Generating Auxiliary Filters

To generate an auxiliary filter, you first define a filtee on which the filtering is applied. The following example builds a filtee filtee.so.1, that supplies the symbol foo.


$ cat filtee.c
char * foo()
{
        return("defined in filtee");
}
$ cc -o filtee.so.1 -G -K pic filtee.c

To declare all of the interfaces offered by a shared object to be auxiliary filters, the shared object is defined to be an auxiliary filter using the link-editor's -f flag.

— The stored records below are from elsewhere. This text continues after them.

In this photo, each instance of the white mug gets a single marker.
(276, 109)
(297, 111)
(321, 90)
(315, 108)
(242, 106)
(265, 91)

In the following example, the shared object filter.so.1 is defined to be an auxiliary filter. This shared object offers the symbols foo and bar, and indicates it is an auxiliary filter on the filtee filtee.so.1. In this example, the environment variable LD_OPTIONS is used to circumvent the compiler driver from interpreting the -f option.


$ cat filter.c
char * bar = "defined in filter";

char * foo()
{
        return ("defined in filter");
}
$ LD_OPTIONS='-f libbar.so.1' \
cc -o filter.so.1 -G -K pic -h filter.so.1 -R. filter.c
$ elfdump -d filter.so.1 | egrep "SONAME|AUXILIARY"
    [2]  SONAME           0xee     filter.so.1
    [3]  AUXILIARY        0xfb     filtee.so.1

If the link-editor references the auxiliary filter filter.so.1, to create a dynamic executable or shared object, it uses information from the symbol table of the filter to satisfy any symbol resolution. However, at runtime, any reference to the symbols of the filter result in a search for the filtee filtee.so.1. If this filtee is found, the runtime linker uses the filtee to resolve any symbols defined by filter.so.1. If the filtee is not found, or a symbol from the filter is not found in the filtee, then the original symbol within the filter is used.

For example, the following dynamic executable prog, references the symbols foo and bar, which are resolved during link-edit from the filter filter.so.1. The execution of prog results in foo being obtained from the filtee filtee.so.1, not from the filter filter.so.1. However, bar is obtained from the filter filter.so.1, as this symbol has no alternative definition in the filtee filtee.so.1.


$ cat main.c
extern char * bar, * foo();

main()
{
        (void) printf("foo is %s: bar is %s\n", foo(), bar);
}
$ cc -o prog main.c -R. filter.so.1
$ prog
foo is defined in filtee: bar is defined in filter

In these examples, the filtee filtee.so.1 is uniquely associated to the filter, and is not available to satisfy symbol lookup from any other objects that might be loaded as a consequence of executing prog.

Auxiliary filters provide a mechanism for defining an alternative interface of an existing shared object. This mechanism is used in the Solaris operating environment to provide optimized functionality within platform specific shared objects. See Instruction Set Specific Shared Objects, and System Specific Shared Objects for examples.


Note –

The environment variable LD_NOAUXFLTR can be set to disable the runtime linkers auxiliary filter processing. Because auxiliary filters are frequently employed to provide platform specific optimizations, this option can be useful in evaluating filtee use and their performance impact.